Coordenador: Ricardo Calcini
O art. 5o-D, da Lei n. 6.019/74, incluído pela Lei n. 13.467/17, prevê que o empregado que for demitido da empresa contratante não poderá a esta retornar na qualidade de terceirizado antes do lapso de dezoito meses, contados a partir de sua demissão. Positivou-se no ordenamento jurídico uma restrição temporária à terceirização, com o objetivo de evitar que o empregado tivesse seu contrato extinto com posterior “recontratação” via terceirização.
A atecnia legislativa revela-se patente quando o novel artigo prevê o verbo demitir, única e exclusivamente. Isso porque é assente na doutrina trabalhista[1] que demissão ocorre quando o empregado requer o desligamento do empregador ao qual se vincula. Assim, fere a lógica entender que o dispositivo pretendeu proteger da “recontratação” via terceirização apenas o empregado que pede demissão, ou seja, que requer sua saída da empresa.
Analisando o artigo à luz da interpretação extensiva, possível concluir que a ratio legis é outra, eis que o próprio ordenamento jurídico brasileiro admite o uso da referida figura, revelada no art. 32, do Código de Processo Penal[2].
Com suporte em Ferrara, o mestre Rubens Limongi França ensina que na interpretação extensiva se reconstrói a vontade pré-existente do legislador, que por imprecisa definição parece, prima facie, excluída[3]. A extensão permite ampliar o sentido da compreensão obtida da literalidade do texto legal, tendo por escopo o alcance da mens legis.
Nessa medida, a interpretação extensiva corrige a previsão limitada do texto legal, permitindo ao intérprete torná-lo mais vago/aberto, em vista da imprecisão semântica adotada pelo legislador[4]. Em outras palavras, o pressuposto para a utilização da figura retrocitada é a identificação de que o legislador disse menos do que queria dizer, incumbindo à doutrina interpretar o conteúdo normativo do texto legal, estendendo seu conteúdo para além do significado meramente gramatical.
Dentro desse contexto, o escopo da previsão normativa estampada no art. 5o-D, supracitado, foi proteger o trabalhador de posterior prestação de labor ao seu ex-empregador através da terceirização, após a dispensa sem justa causa.

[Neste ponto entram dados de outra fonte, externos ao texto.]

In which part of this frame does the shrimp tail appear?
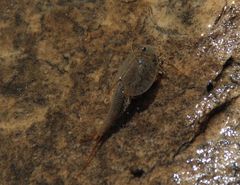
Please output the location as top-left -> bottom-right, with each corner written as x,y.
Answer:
79,136 -> 105,175
79,82 -> 126,176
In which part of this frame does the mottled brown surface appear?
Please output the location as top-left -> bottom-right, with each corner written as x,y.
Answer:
0,0 -> 239,185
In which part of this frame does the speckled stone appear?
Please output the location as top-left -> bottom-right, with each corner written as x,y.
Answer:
0,0 -> 239,185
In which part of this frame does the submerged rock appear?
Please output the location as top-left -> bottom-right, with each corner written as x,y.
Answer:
0,0 -> 239,185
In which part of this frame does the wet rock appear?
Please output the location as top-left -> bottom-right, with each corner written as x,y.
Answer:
0,0 -> 239,185
172,98 -> 240,185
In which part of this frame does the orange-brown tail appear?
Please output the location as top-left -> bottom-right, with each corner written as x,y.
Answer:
79,136 -> 104,175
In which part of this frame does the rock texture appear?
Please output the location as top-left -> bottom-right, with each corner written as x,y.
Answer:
0,0 -> 239,185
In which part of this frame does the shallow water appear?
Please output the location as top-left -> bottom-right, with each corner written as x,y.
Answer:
173,104 -> 240,185
0,0 -> 239,185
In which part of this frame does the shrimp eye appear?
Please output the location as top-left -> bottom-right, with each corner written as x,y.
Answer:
142,47 -> 147,52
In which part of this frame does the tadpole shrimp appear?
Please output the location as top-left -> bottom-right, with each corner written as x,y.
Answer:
81,44 -> 159,172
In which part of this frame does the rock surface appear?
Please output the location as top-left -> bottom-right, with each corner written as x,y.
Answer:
0,0 -> 239,185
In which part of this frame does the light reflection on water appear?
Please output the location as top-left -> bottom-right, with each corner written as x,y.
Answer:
173,118 -> 240,185
173,3 -> 240,184
185,84 -> 238,127
198,3 -> 240,63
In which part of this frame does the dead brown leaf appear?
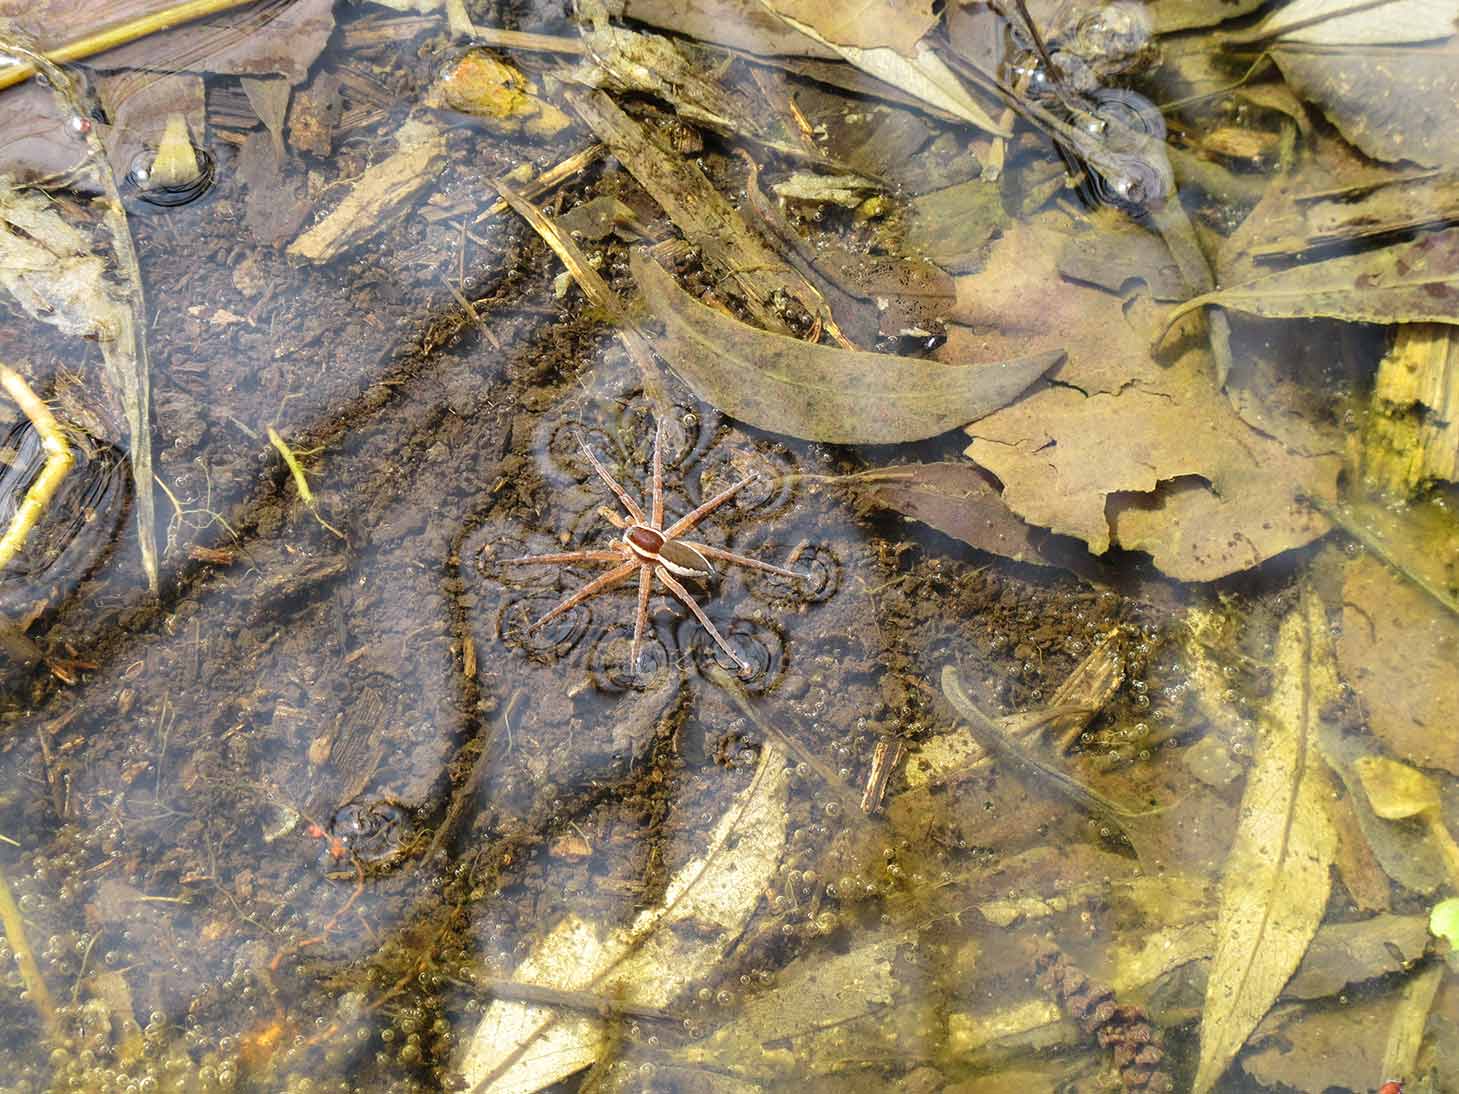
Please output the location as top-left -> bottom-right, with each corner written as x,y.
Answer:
764,0 -> 937,54
942,221 -> 1338,579
1338,553 -> 1459,775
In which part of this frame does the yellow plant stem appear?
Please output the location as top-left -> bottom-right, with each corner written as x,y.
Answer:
0,862 -> 59,1041
0,0 -> 264,92
267,426 -> 344,539
0,365 -> 74,572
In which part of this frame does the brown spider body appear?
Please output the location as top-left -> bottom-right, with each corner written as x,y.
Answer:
503,420 -> 805,674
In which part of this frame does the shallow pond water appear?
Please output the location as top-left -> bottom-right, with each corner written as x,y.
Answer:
0,1 -> 1457,1093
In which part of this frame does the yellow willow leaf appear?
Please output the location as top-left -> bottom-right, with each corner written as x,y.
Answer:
1194,586 -> 1339,1093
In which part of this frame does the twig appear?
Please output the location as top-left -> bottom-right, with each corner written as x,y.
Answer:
0,0 -> 265,91
475,144 -> 604,224
267,427 -> 345,540
0,35 -> 160,591
0,862 -> 59,1041
0,365 -> 73,572
465,24 -> 586,56
488,175 -> 670,416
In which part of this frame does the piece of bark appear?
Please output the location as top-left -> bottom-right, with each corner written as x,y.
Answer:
287,71 -> 341,158
287,120 -> 445,262
569,89 -> 810,334
1354,323 -> 1459,494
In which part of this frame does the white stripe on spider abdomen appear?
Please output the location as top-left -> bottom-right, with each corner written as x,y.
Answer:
623,524 -> 713,579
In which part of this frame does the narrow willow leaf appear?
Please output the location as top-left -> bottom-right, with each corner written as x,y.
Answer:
1194,587 -> 1338,1093
1163,229 -> 1459,337
631,251 -> 1059,444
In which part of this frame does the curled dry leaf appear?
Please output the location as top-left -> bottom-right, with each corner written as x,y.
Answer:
757,0 -> 1009,136
1193,586 -> 1338,1094
631,250 -> 1060,444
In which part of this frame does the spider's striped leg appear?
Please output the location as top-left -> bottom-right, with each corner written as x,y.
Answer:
630,565 -> 652,670
502,549 -> 624,565
656,566 -> 751,674
576,433 -> 646,523
663,475 -> 755,539
685,541 -> 806,580
650,416 -> 665,528
529,560 -> 638,629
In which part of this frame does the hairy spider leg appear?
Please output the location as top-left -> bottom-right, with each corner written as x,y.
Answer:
663,475 -> 756,539
502,548 -> 625,566
529,559 -> 638,630
631,566 -> 653,669
575,433 -> 645,523
655,566 -> 751,673
650,417 -> 665,528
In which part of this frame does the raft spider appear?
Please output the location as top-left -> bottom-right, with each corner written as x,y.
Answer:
504,419 -> 806,674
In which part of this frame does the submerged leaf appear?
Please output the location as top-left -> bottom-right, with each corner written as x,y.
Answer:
758,0 -> 1009,136
631,250 -> 1059,444
1193,587 -> 1338,1094
1165,228 -> 1459,332
1338,552 -> 1459,775
458,743 -> 789,1091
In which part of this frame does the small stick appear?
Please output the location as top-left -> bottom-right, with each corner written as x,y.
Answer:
267,426 -> 345,540
475,144 -> 604,224
0,364 -> 74,572
0,0 -> 263,91
860,739 -> 904,814
0,862 -> 59,1041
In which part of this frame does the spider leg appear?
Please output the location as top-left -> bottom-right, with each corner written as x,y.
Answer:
630,565 -> 652,669
576,433 -> 647,524
503,549 -> 624,566
650,416 -> 665,528
529,560 -> 638,629
656,566 -> 751,674
663,475 -> 755,539
598,506 -> 629,530
685,541 -> 807,580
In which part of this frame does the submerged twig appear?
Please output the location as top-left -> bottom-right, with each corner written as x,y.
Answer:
488,174 -> 670,416
0,0 -> 265,91
0,365 -> 74,572
0,35 -> 160,592
0,862 -> 59,1042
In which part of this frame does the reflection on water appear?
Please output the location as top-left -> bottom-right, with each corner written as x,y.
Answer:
0,0 -> 1456,1092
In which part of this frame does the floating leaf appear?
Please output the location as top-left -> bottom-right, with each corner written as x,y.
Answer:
630,250 -> 1059,444
1193,587 -> 1338,1094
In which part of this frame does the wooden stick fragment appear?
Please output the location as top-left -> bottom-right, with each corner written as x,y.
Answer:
0,0 -> 264,92
0,365 -> 73,573
0,862 -> 59,1041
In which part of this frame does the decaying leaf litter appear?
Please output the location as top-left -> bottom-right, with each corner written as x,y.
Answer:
0,0 -> 1456,1092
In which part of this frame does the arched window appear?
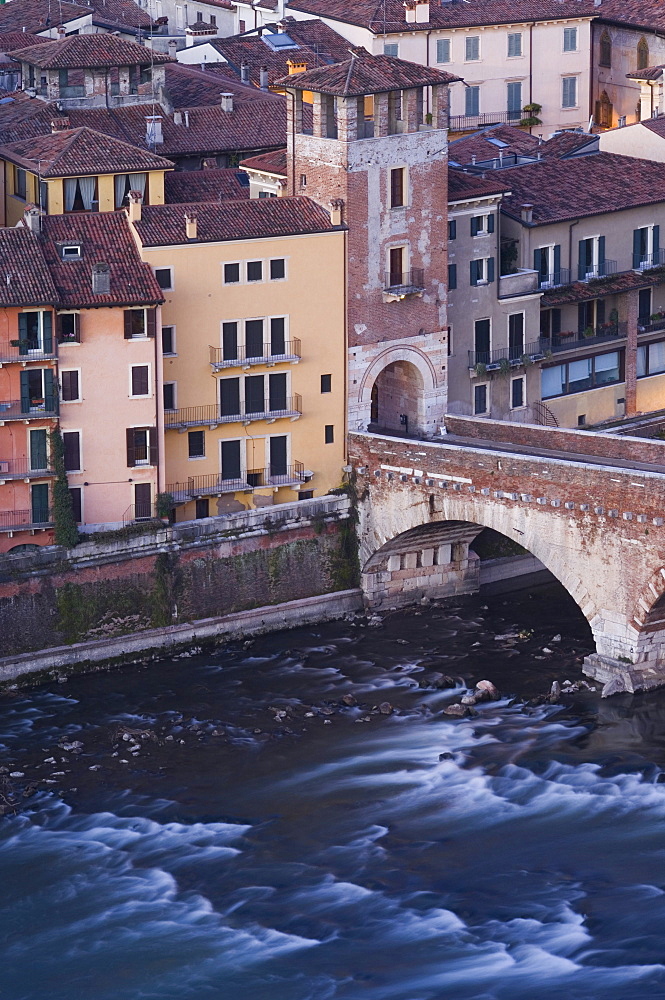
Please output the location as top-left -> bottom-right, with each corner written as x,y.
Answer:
595,90 -> 613,127
599,30 -> 611,68
637,37 -> 649,71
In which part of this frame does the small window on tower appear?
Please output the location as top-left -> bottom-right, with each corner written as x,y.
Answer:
390,167 -> 405,208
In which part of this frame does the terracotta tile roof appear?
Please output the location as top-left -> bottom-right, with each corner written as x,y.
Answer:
12,34 -> 173,69
596,0 -> 665,33
286,0 -> 596,33
134,195 -> 339,245
627,65 -> 665,82
39,211 -> 163,307
0,226 -> 56,306
541,268 -> 665,307
207,18 -> 351,88
0,32 -> 43,52
165,166 -> 249,202
164,61 -> 286,109
0,0 -> 91,33
0,126 -> 174,176
88,0 -> 154,31
240,147 -> 287,175
535,131 -> 599,159
275,49 -> 460,94
642,117 -> 665,139
448,124 -> 539,165
500,152 -> 665,226
448,167 -> 510,202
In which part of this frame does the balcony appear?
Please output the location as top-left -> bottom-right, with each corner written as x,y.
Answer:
383,269 -> 425,298
0,508 -> 52,532
0,458 -> 55,479
498,269 -> 539,298
0,340 -> 56,364
449,110 -> 522,133
638,316 -> 665,334
165,464 -> 306,504
634,249 -> 665,271
578,260 -> 618,282
542,322 -> 627,354
468,340 -> 546,371
537,269 -> 572,290
0,399 -> 59,421
209,340 -> 301,371
165,396 -> 302,429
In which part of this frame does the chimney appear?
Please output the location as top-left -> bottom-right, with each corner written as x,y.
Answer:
23,204 -> 41,232
259,65 -> 269,89
220,91 -> 234,112
91,263 -> 111,295
183,110 -> 190,127
521,203 -> 533,223
404,1 -> 416,22
168,39 -> 177,58
56,25 -> 66,39
619,115 -> 626,127
50,116 -> 70,133
145,114 -> 163,145
173,110 -> 182,125
330,199 -> 344,226
415,0 -> 430,22
240,60 -> 249,84
185,212 -> 197,240
128,190 -> 142,222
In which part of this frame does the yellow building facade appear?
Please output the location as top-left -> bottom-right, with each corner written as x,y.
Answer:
130,198 -> 347,520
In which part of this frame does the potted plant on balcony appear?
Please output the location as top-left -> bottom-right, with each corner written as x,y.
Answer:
520,103 -> 542,127
498,357 -> 511,375
474,362 -> 487,378
520,353 -> 534,367
583,326 -> 595,339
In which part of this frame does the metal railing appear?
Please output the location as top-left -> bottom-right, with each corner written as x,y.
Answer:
166,463 -> 306,503
165,396 -> 302,428
122,502 -> 162,526
634,249 -> 665,270
384,269 -> 425,294
0,508 -> 51,532
638,317 -> 665,334
209,340 -> 301,370
537,269 -> 572,289
468,340 -> 545,370
0,341 -> 56,363
578,259 -> 618,281
449,110 -> 522,132
0,458 -> 55,478
0,399 -> 59,420
543,322 -> 627,354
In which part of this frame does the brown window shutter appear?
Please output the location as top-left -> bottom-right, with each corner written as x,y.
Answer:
126,427 -> 136,466
146,308 -> 156,338
124,310 -> 133,339
55,313 -> 62,342
149,427 -> 158,467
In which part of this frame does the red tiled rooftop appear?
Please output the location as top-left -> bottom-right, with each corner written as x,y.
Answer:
0,126 -> 174,177
12,34 -> 173,69
541,268 -> 665,307
0,32 -> 43,52
449,124 -> 539,165
164,61 -> 287,110
0,226 -> 56,306
165,167 -> 249,203
274,49 -> 460,95
0,0 -> 91,33
240,148 -> 287,175
596,0 -> 665,33
448,167 -> 511,202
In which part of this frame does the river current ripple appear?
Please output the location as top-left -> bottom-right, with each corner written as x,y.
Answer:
2,587 -> 665,1000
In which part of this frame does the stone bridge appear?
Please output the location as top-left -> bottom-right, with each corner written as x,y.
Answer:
350,416 -> 665,694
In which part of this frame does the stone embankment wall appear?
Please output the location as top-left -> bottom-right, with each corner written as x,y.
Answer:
0,495 -> 357,660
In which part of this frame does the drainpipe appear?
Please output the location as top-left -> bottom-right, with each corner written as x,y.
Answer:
625,289 -> 638,417
289,88 -> 296,197
425,30 -> 431,116
529,23 -> 533,110
568,218 -> 579,280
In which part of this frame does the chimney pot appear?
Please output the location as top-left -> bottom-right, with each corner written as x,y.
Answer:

O amparo legislativo se justifica, pois mencionada dispensa emerge como faculdade patronal estampada no art. 7o, inciso I, da CF, nada podendo fazer o trabalhador para evitá-la.
Inexoravelmente, a consagração dos termos “demitidos” e “demissão” gerará cizânia na doutrina e jurisprudência acerca do seu real alcance protetivo.
Não obstante, entendo que num primeiro momento deve ser concedida interpretação extensiva aos termos retrocitados para alcançar toda espécie de cessação contratual, seja ela determinada pelo alcance de seu termo final ou mesmo proveniente de resilição ou resolução, força maior, fato do príncipe, bem como, a partir de 11.11.2017, a nova figura da extinção do contrato de trabalho por comum acordo.
[1] Curso de Direito do Trabalho / Maurício Godinho Delgado – 15a edição – São Paulo: LTr, 2016. Páginas 1259 a 1261.
[2] Art. 3o A lei processual penal admitirá interpretação extensiva e aplicação analógica, bem como o suplemento dos princípios gerais de direito.
[3] Hermenêutica jurídica / R. Limongi França – 2a edição – São Paulo: Saraiva, 1988. Página 64.
[4] Introdução ao estudo do direito: técnica, decisão, dominação / Tercio Sampaio Ferraz Junior. 4. ed. São Paulo: Atlas, 2003.